While the pilot project succeeded, the original forest is under threat. The Delhi government has been lax in controlling construction in the ridge area. The adjacent state of Haryana, under the influence of builder lobby, is trying to dilute all the forest laws to reclaim the forest land on the Aravalli range that is part of South Delhi and Gurgaon and provide the much needed green cover. Even when the government has declared the ridge area as protected forest 20 years ago, 150 illegal colonies have come up on the forest land due to political connivance.

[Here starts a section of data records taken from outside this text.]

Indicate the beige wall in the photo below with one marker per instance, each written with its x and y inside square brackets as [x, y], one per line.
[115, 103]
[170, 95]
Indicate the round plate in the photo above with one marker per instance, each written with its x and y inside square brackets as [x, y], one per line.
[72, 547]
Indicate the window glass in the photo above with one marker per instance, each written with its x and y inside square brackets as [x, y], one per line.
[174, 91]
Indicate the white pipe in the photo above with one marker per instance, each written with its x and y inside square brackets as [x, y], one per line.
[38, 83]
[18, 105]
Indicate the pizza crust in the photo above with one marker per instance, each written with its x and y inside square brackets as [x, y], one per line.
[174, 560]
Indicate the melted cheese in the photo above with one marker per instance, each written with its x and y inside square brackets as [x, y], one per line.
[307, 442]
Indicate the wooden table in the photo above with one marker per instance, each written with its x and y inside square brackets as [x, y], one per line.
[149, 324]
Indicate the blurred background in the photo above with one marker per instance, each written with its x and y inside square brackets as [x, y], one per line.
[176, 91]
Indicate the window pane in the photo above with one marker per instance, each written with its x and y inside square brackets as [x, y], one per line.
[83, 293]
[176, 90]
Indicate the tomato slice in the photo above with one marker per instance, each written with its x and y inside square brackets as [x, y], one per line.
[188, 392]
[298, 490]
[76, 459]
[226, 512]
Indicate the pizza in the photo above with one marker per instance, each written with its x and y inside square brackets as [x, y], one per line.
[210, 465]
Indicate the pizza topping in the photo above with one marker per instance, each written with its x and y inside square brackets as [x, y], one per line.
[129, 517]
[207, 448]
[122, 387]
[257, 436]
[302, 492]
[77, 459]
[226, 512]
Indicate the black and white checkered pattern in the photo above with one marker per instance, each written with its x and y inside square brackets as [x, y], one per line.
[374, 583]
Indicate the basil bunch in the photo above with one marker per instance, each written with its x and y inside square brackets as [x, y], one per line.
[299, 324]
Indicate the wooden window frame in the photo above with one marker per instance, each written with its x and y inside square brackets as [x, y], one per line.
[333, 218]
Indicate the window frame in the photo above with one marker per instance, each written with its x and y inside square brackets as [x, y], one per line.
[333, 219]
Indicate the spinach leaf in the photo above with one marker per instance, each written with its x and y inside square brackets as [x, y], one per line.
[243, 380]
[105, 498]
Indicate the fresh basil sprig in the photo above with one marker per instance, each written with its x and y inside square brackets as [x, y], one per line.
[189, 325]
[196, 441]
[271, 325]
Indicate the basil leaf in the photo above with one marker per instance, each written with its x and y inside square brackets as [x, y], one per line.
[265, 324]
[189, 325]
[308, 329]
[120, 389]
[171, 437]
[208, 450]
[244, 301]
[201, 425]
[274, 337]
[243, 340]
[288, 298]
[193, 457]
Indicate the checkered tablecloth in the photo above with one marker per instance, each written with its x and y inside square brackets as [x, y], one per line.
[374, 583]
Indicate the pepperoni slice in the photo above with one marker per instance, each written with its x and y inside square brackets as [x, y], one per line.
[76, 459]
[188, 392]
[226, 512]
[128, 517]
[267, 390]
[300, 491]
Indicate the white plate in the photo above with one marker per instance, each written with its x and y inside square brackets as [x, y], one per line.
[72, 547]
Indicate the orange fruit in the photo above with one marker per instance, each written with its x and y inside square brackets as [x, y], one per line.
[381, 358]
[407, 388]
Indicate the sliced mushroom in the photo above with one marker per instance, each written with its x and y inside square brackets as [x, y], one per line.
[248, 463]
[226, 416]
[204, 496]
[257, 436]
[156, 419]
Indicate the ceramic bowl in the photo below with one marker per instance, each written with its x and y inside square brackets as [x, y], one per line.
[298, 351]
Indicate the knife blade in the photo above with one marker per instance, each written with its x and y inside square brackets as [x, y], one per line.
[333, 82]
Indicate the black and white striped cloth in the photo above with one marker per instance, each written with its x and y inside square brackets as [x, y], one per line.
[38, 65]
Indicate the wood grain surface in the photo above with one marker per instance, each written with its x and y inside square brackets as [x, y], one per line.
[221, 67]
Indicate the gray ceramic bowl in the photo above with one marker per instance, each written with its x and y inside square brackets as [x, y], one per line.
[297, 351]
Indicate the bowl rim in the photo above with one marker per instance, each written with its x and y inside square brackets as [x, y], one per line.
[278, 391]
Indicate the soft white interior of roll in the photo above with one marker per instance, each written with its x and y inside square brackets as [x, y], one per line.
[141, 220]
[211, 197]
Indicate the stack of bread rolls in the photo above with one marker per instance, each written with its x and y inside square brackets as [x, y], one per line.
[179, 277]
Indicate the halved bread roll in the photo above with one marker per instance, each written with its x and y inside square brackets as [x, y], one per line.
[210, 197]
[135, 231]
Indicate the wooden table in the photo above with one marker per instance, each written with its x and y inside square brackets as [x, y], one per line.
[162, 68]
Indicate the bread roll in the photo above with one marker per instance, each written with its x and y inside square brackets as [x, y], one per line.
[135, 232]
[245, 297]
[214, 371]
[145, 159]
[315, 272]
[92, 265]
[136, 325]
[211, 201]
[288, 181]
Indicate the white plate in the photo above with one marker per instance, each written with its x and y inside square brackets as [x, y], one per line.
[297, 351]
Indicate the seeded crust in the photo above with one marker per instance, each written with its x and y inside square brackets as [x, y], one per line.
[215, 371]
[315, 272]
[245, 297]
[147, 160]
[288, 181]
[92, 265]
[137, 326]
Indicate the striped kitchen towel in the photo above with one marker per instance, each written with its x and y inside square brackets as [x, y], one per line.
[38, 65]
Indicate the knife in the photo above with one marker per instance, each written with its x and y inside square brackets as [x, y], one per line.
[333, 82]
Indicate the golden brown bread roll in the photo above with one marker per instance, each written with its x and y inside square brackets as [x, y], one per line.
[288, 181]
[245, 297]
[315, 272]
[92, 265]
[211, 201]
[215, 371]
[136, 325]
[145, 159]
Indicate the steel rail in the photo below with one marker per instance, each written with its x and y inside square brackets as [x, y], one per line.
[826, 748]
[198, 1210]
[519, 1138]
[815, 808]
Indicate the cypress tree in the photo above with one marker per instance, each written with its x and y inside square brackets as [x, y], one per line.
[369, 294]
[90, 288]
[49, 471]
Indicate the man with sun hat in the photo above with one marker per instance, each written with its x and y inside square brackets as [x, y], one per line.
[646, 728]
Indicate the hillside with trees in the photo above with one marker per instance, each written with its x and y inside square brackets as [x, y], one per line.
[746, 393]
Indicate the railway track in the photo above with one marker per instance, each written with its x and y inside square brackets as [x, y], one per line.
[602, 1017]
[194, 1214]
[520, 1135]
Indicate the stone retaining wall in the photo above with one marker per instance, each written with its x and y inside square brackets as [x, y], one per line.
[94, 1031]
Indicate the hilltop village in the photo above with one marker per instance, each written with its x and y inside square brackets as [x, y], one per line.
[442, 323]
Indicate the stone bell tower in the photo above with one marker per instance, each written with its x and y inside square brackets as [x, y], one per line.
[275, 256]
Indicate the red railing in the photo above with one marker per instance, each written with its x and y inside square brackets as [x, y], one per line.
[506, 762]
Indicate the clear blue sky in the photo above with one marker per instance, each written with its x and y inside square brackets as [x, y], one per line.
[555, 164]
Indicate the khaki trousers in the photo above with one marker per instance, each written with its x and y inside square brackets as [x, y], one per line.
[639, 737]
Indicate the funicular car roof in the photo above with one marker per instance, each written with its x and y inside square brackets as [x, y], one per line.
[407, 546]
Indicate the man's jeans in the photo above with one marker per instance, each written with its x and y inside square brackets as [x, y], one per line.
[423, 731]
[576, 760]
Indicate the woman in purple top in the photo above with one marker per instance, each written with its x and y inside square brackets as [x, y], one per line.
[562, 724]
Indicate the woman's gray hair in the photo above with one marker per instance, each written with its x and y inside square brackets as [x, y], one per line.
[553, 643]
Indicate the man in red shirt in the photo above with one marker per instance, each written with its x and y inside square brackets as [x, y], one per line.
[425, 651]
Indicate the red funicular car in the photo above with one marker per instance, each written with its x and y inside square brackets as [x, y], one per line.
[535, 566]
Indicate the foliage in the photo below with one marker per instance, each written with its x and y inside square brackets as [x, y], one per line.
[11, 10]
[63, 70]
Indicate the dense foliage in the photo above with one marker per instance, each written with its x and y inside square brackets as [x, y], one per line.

While it is true that the Indian Environment Ministry’s report have waxed eloquent on Delhi’s efforts to increase its green cover (and it has reported that it grew from 22 square kilometres in 1993 to 299.58 square kilometres in 2009) the built-up area in the National Capital Region, which includes residential, non-residential, landfill sites and other have also increased by 34.6 per cent from 1999-2012.
This has happened mostly at the expense of green areas and water bodies which have gone down by 22.5 per cent and 5.9 per cent, respectively. The area under the “others” category, which include stone quarrying, brick kiln, has also increased by 159.59 per cent from 10,243 hectare to 26,590 hectare. These are the statistics presented by a study on land use change undertaken by the National Remote Sensing Centre (NRSC) and commissioned by the National Capital Region Planning Board (NCRPB) for review of Regional Plan-2021.
The study says that the green areas have gone down from 1,45,453 hectare to 1,12,683 hectare registering a decrease of 32,769 hectare, a dip of 22.5 per cent. Similarly, the area under the water bodies has decreased by 5.9 per cent from 24,583 hectare to 23,119 hectare. The wastelands, which include gullied land, saline land, waterlogged, barren, rocky and river sand, have also gone down by 19.6 per cent from 2,91,931 hectare to 2,34,613 hectare.
The increasing problem of waste disposal has also been dealt in a lackadaisical manner. Many water bodies especially the Bhalswa Lake are now dying due to dumping of waste. The city on the eastern boundary has now extended up to the landfill in Ghazipur creating health hazards for the residents.
Data proves that one of the two departments (Environment Ministry or the NCRPB) is not telling the truth. It is true that a lot of areas which were under dense tree cover have seen rampant destruction of tree cover and urban heat islands and their area have increased in the last 5 years.
With all the cities, within the NCR, planning their own master plans for next 10 to 15 years, there is always an overlap in terms of plans as well as conflict of interest in land use and environment outlook. This confusion compounded by pressure exerted from powerful real estate lobby has steadily eroded Delhi’s gains in environment protection of the NCR.
Migration can’t be stopped in a democratic country like India. But governance can fill the gap by strictly saving the green cover and the water bodies. It can also be circumspect in initiating development projects in areas where green cover is under threat.